I recall much larger tubes, but I may simply be wrong. The tubes were about the size of a milk bottle.

PS-: the parent https://www.google.com/patents/US2548887

I also recall larger tubes. I ran and maintained a thyratron tube system in the 70's. It was definitely a Century install of the Izenour design, probably early 60's. This was at the Bonstelle Theatre in Detroit MI, part of Wayne State University. The system was replaced around 1980. Tubes were getting pretty pricey plus hard to find by then. There were two sizes of tubes for the two sizes of dimmers. 2.5k and 5k iirc. The console was a ten scene preset with split crossfaders.

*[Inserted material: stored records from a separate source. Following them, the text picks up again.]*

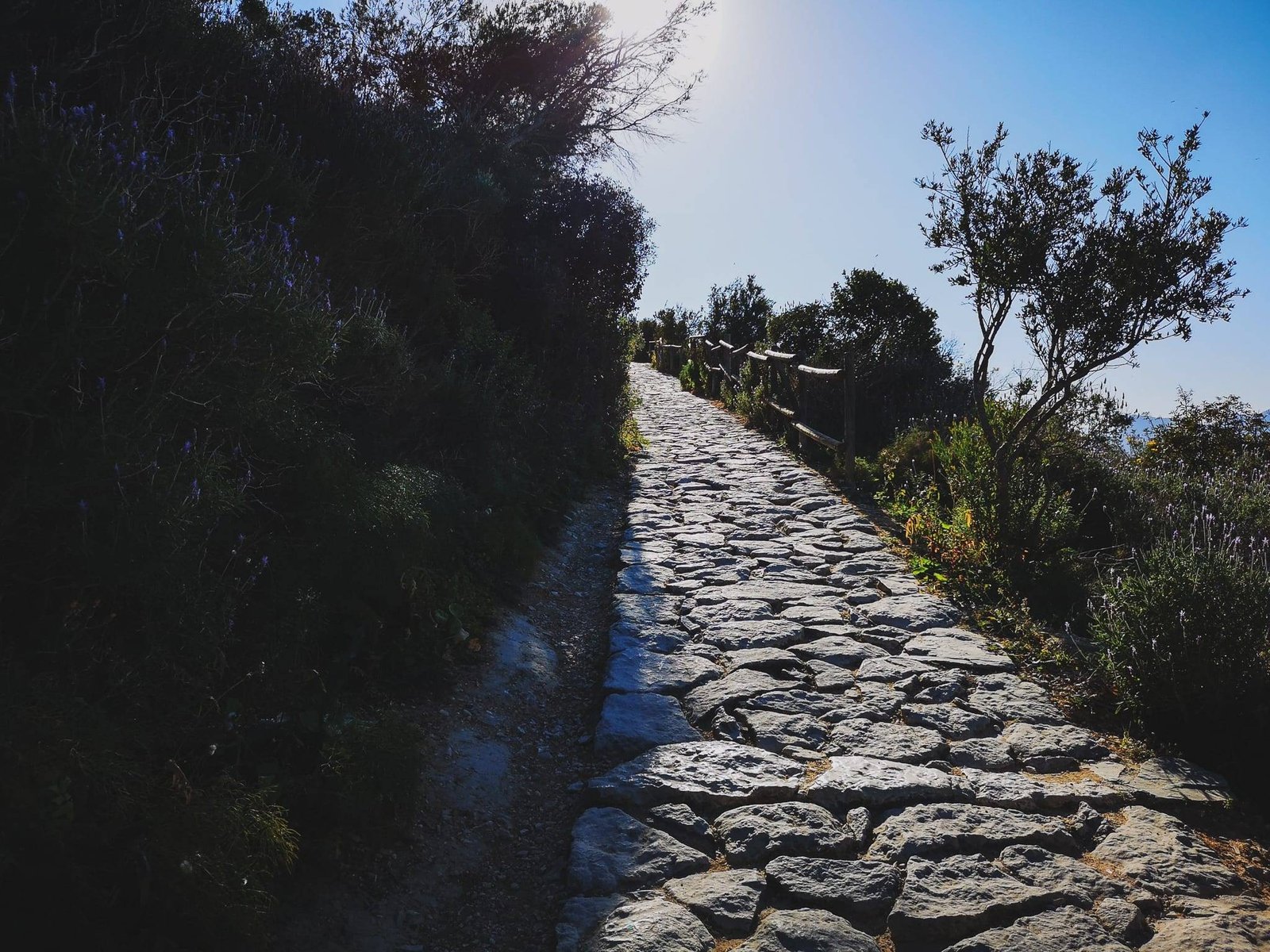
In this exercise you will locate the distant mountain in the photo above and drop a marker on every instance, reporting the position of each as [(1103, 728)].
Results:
[(1143, 424)]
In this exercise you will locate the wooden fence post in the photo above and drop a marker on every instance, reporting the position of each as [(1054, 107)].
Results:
[(849, 414)]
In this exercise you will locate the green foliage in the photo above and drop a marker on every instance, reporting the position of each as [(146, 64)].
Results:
[(1089, 277), (803, 329), (1184, 632), (694, 378), (737, 313), (290, 372)]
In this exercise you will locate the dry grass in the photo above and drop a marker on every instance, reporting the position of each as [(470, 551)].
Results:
[(1110, 869), (719, 863), (1246, 857), (1067, 777), (814, 768)]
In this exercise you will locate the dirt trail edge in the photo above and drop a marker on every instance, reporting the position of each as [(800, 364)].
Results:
[(486, 862), (817, 757)]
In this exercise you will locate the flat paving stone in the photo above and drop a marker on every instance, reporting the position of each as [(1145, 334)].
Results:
[(948, 900), (857, 889), (1175, 781), (649, 926), (912, 612), (729, 691), (1053, 931), (806, 931), (752, 835), (956, 651), (956, 801), (1041, 746), (632, 724), (639, 670), (1226, 932), (841, 651), (1079, 882), (614, 852), (727, 900), (939, 829), (705, 774), (950, 721), (882, 739), (1010, 698), (775, 731), (1164, 854), (869, 781)]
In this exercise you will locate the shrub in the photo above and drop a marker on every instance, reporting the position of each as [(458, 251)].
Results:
[(1184, 631), (695, 378), (295, 372)]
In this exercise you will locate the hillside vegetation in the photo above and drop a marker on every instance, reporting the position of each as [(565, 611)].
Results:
[(1022, 492), (308, 328)]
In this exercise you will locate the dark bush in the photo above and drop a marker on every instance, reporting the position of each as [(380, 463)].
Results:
[(300, 355)]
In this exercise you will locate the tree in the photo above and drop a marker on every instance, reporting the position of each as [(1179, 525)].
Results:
[(1090, 272), (903, 371), (738, 313), (802, 329)]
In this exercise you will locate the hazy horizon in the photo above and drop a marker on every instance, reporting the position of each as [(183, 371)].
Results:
[(806, 139)]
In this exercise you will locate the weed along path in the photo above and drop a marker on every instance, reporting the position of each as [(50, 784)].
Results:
[(806, 753), (483, 866)]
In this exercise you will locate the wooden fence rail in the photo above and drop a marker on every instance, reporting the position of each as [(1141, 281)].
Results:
[(784, 376)]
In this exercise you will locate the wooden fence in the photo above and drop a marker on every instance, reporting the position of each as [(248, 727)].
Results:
[(787, 380)]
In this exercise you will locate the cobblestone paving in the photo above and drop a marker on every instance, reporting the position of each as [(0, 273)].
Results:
[(813, 757)]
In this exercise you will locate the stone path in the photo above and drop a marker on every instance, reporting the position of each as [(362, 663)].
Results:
[(813, 757)]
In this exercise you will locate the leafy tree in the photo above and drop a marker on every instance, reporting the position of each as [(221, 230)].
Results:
[(1090, 272), (670, 324), (800, 328), (737, 313), (903, 371)]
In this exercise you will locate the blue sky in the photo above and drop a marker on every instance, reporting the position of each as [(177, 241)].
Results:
[(806, 139)]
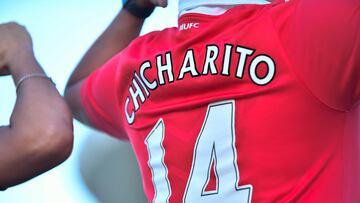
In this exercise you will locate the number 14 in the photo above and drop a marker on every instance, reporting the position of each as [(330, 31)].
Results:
[(215, 144)]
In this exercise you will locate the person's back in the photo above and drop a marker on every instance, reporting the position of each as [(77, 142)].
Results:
[(240, 107)]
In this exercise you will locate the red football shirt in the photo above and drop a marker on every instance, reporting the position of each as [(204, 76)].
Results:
[(256, 105)]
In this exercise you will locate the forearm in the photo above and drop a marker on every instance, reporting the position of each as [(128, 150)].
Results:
[(40, 133), (124, 28)]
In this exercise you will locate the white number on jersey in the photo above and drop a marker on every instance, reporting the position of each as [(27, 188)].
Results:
[(156, 163), (215, 144)]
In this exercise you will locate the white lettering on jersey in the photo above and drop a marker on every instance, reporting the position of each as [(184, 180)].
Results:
[(244, 53), (187, 26), (212, 52), (188, 65), (165, 68), (165, 71)]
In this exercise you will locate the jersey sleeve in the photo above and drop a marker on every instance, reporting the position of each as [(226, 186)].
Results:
[(323, 45), (100, 99)]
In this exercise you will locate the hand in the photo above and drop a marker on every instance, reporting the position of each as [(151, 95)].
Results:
[(148, 3), (14, 40)]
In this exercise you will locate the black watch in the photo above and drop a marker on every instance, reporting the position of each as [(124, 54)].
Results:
[(138, 11)]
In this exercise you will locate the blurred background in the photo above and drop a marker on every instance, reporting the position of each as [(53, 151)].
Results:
[(100, 169)]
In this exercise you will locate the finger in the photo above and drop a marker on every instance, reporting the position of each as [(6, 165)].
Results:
[(4, 70), (161, 3)]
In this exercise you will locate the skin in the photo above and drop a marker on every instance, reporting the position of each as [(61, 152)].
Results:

The preset panel to the side had ten rows of 50 little itsy bitsy dials(!) - backlit w/fluorescent tubes. Sorry for rambling...

The rack was pretty similar to this. The tubes look to be the 2.5k's.
http://www.theatrecrafts.com/archive/albumviewer.php?id=37&page=89&type=a
 
I also recall larger tubes. I ran and maintained a thyratron tube system in the 70's. It was definitely a Century install of the Izenour design, probably early 60's. This was at the Bonstelle Theatre in Detroit MI, part of Wayne State University. The system was replaced around 1980. Tubes were getting pretty pricey plus hard to find by then. There were two sizes of tubes for the two sizes of dimmers. 2.5k and 5k iirc. The console was a ten scene preset with split crossfaders. The preset panel to the side had ten rows of 50 little itsy bitsy dials(!) - backlit w/fluorescent tubes. Sorry for rambling...

The rack was pretty similar to this. The tubes look to be the 2.5k's.
http://www.theatrecrafts.com/archive/albumviewer.php?id=37&page=89&type=a
We had what sounds like the identical console in what, at the time, was Toronto's O'keefe Centre except there were 100 dimmers and two of the 50 channel wide preset wings. On busy shows the board was operated by a three person crew with the Head LX manning the cross-faders and two assistants straining their eyes on the "itsy bitsy dials". I never saw the actual dimmers but this would've been the same vintage. Strand Century Canada kept it in operation until the original, furniture, Palettes came out.
THANK YOU for your rambling...
Toodleoo!
Ron Hebbard.
 
One of those articles referred to "heater" and output transformers and while 6 amps - like 1500 volts - which would seem to get to decent wattage when stepped down. I'll confess - I never got into the electronics behind thyratrons.